Kristin Gloger von der Palliativstation der Lungenklinik und dem Hospizdienst „Hoffnung“ wirbt für die „Charta zur Betreuung schwerstkranker und sterbender Menschen“, die in fünf Leitsätzen den Ist-Zustand in der Betreuung darstellt, verbunden mit Handlungsoptionen und einer Selbstverpflichtung für die Zukunft. Mit ihrer Unterzeichnung setzte man sich für eine Verbesserung der Betreuung Sterbender und ihrer Angehörigen ein.
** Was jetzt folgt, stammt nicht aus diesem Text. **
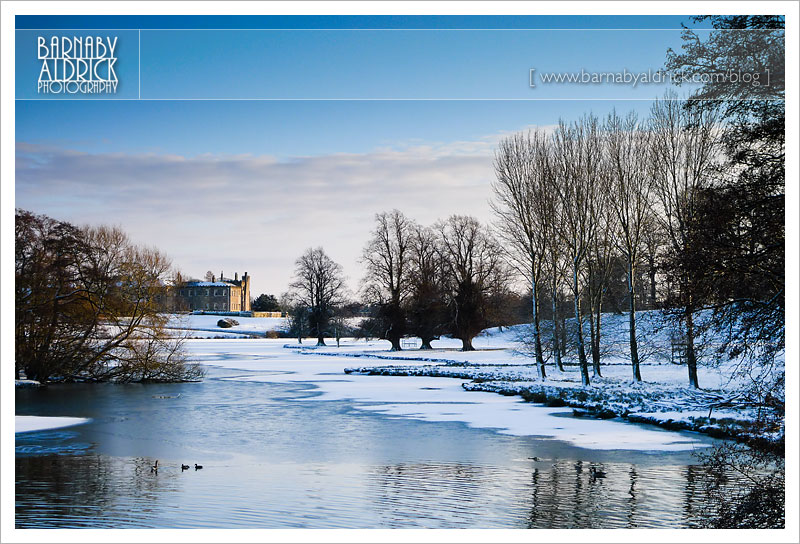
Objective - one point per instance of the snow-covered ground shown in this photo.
(446, 384)
(205, 326)
(25, 424)
(425, 398)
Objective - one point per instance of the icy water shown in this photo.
(272, 458)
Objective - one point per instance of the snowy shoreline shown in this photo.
(27, 424)
(682, 409)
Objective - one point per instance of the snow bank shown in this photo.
(426, 398)
(208, 324)
(26, 424)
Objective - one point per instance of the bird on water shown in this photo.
(595, 472)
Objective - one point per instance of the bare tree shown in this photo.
(578, 156)
(387, 282)
(296, 315)
(474, 267)
(89, 304)
(427, 306)
(630, 177)
(601, 257)
(319, 286)
(521, 189)
(685, 145)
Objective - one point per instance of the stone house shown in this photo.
(221, 294)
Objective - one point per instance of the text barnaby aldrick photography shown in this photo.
(73, 64)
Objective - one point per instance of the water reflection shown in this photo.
(273, 462)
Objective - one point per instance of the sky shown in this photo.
(234, 148)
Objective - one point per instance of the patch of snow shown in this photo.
(427, 398)
(26, 424)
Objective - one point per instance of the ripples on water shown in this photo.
(271, 461)
(108, 492)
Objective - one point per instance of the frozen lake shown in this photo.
(289, 441)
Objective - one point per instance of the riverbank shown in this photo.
(661, 402)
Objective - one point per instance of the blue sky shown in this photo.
(248, 185)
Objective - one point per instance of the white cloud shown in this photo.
(255, 213)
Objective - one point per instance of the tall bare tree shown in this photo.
(578, 169)
(522, 183)
(387, 281)
(685, 148)
(630, 184)
(427, 305)
(89, 306)
(474, 266)
(320, 287)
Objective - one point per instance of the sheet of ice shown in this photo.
(25, 424)
(429, 398)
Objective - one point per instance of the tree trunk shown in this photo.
(537, 339)
(632, 323)
(594, 337)
(691, 357)
(556, 347)
(652, 273)
(579, 322)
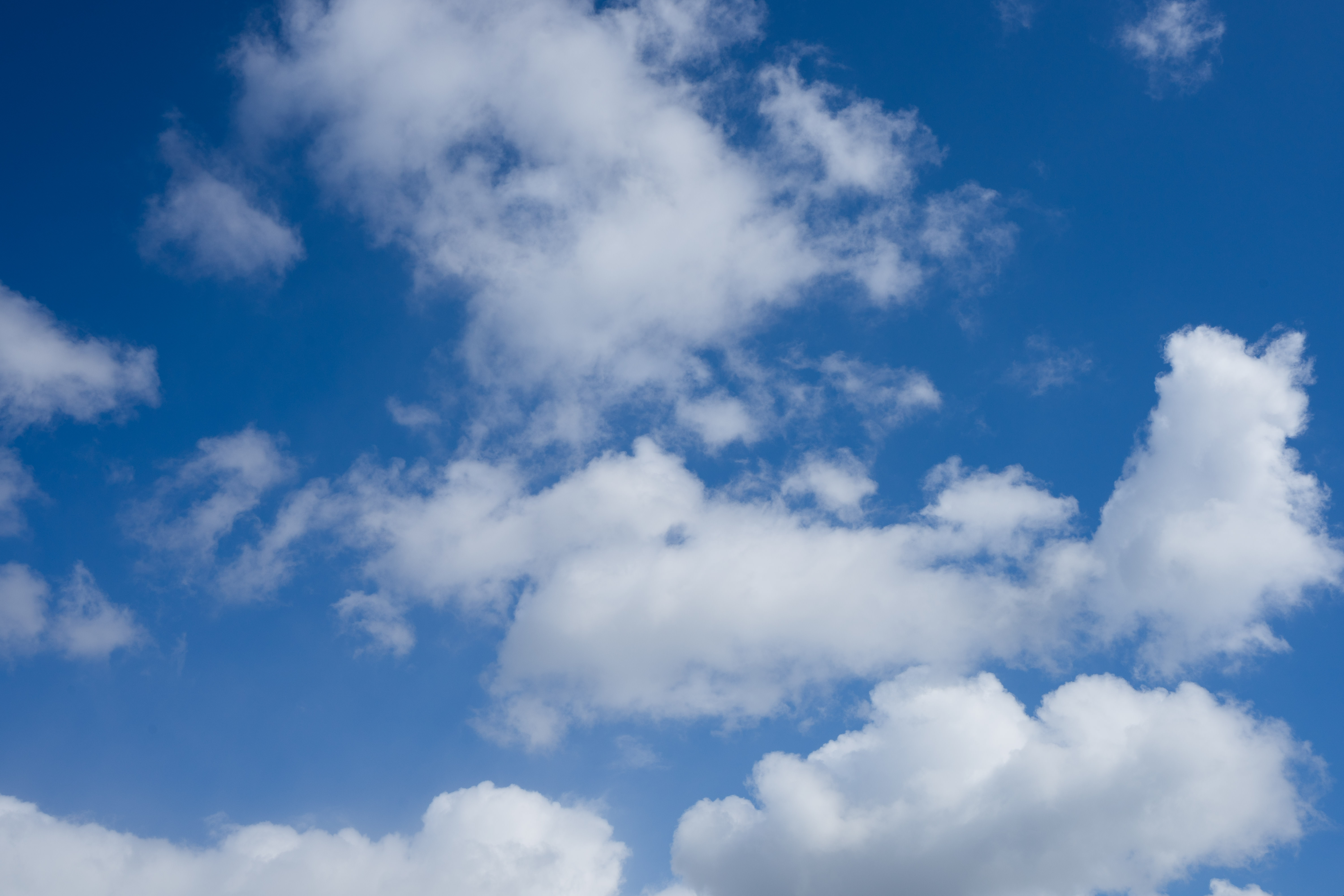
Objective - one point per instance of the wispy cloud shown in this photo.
(1177, 42)
(1017, 14)
(209, 221)
(1049, 367)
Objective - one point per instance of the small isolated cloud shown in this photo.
(48, 371)
(718, 420)
(955, 789)
(838, 485)
(201, 500)
(381, 618)
(634, 753)
(1015, 14)
(1177, 43)
(413, 417)
(17, 484)
(209, 222)
(886, 397)
(83, 625)
(610, 244)
(1050, 367)
(485, 840)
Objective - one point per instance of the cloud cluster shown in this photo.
(630, 588)
(208, 222)
(565, 166)
(1177, 42)
(480, 842)
(48, 371)
(954, 789)
(83, 625)
(200, 503)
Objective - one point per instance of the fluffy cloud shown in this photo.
(48, 371)
(83, 627)
(564, 164)
(17, 484)
(209, 224)
(204, 499)
(954, 789)
(630, 588)
(1214, 530)
(639, 590)
(1177, 43)
(480, 842)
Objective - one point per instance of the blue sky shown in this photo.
(701, 420)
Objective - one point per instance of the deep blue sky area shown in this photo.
(1136, 215)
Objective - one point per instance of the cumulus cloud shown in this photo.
(954, 789)
(17, 484)
(83, 625)
(1177, 42)
(630, 588)
(48, 371)
(562, 164)
(838, 485)
(1225, 889)
(209, 222)
(1214, 530)
(479, 842)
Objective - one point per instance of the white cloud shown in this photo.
(479, 842)
(718, 420)
(17, 484)
(630, 588)
(562, 164)
(838, 485)
(1177, 43)
(886, 397)
(1015, 14)
(381, 618)
(413, 417)
(202, 500)
(640, 592)
(48, 371)
(84, 627)
(954, 789)
(1214, 530)
(209, 224)
(1049, 367)
(1225, 889)
(24, 609)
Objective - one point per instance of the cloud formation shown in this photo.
(954, 789)
(202, 500)
(209, 224)
(479, 842)
(628, 588)
(48, 371)
(83, 625)
(566, 168)
(1015, 14)
(1177, 42)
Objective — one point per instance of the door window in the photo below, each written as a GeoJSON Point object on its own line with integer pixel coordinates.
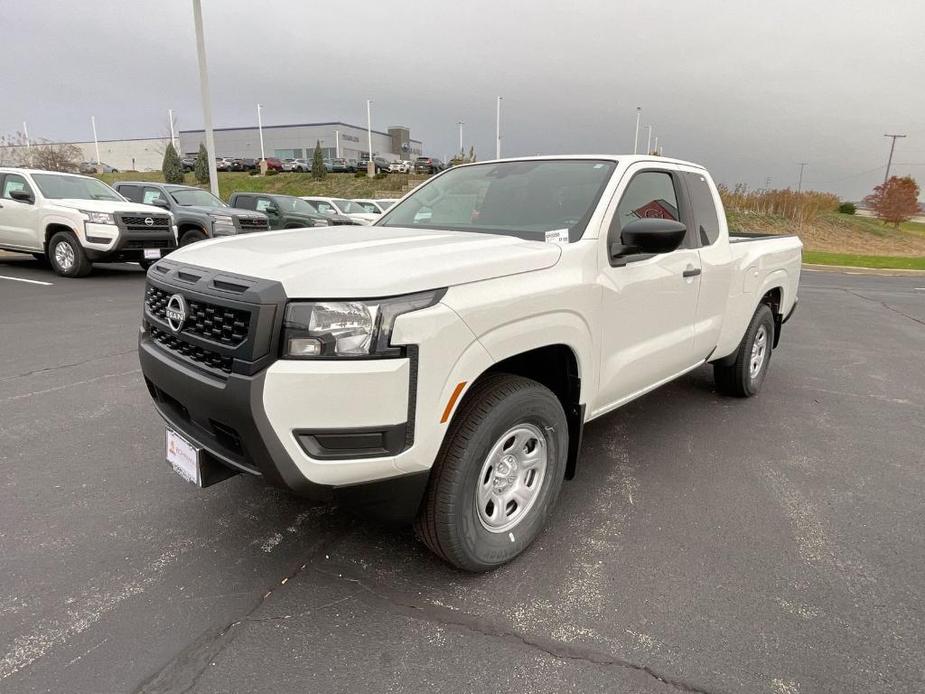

Eine aktive Sterbehilfe lehnt die Charta ab. Das steht auch für Gerd Rettig „außen vor“. Weil die Menschen immer älter würden und im hohen Alter oft sehr schwer krank seien, werde man sich aber mit Fragen wie beispielsweise der Schmerztherapie befassen müssen, so der Mediziner. Oda Musche glaubt, dass die Angst vor Schmerzen den Menschen dazu treibt, solche Gedanken an Sterbehilfe zu haben. „Aber wenn er richtig eingestellt ist, erträgt sich das Sterben. Der Mensch nimmt es an, und die Natürlichkeit kann ihren Lauf nehmen.“

Am Ende des Abends fühlt sich Moderator Theodor Hering „geerdet durch die vielen Erfahrungen“ und „ermutigt“, das zu tun, was ein alter amerikanischer Pfarrer gesagt hat: das Evangelium zu verkünden und Menschen beim Sterben zu helfen. Dass den Menschen nach seinem Tod etwas „Großes, Umfassendes“ erwartet, was „unserem Auge, unserem Zugriff entzogen“ ist, wie Hering glaubt - davon hat der Abend seinen Mitstreiter Ingo Kugenbuch nicht überzeugen können. Aus seiner Sicht kommt nach dem Tod: nichts. Doch „gelernt“ hat Ingo Kugenbuch, dass jeder sein Sterben mit sich selbst ausmachen müsse - und „dass ich mir früh genug Gedanken mache, was bleibt und was möchte ich, das bleibt“.

Interessiert verfolgt das Publikum im Kügelgen-Saal die Beiträge der Teilnehmer des Gesprächsabends.
Interessiert verfolgt das Publikum im Kügelgen-Saal die Beiträge der Teilnehmer des Gesprächsabends.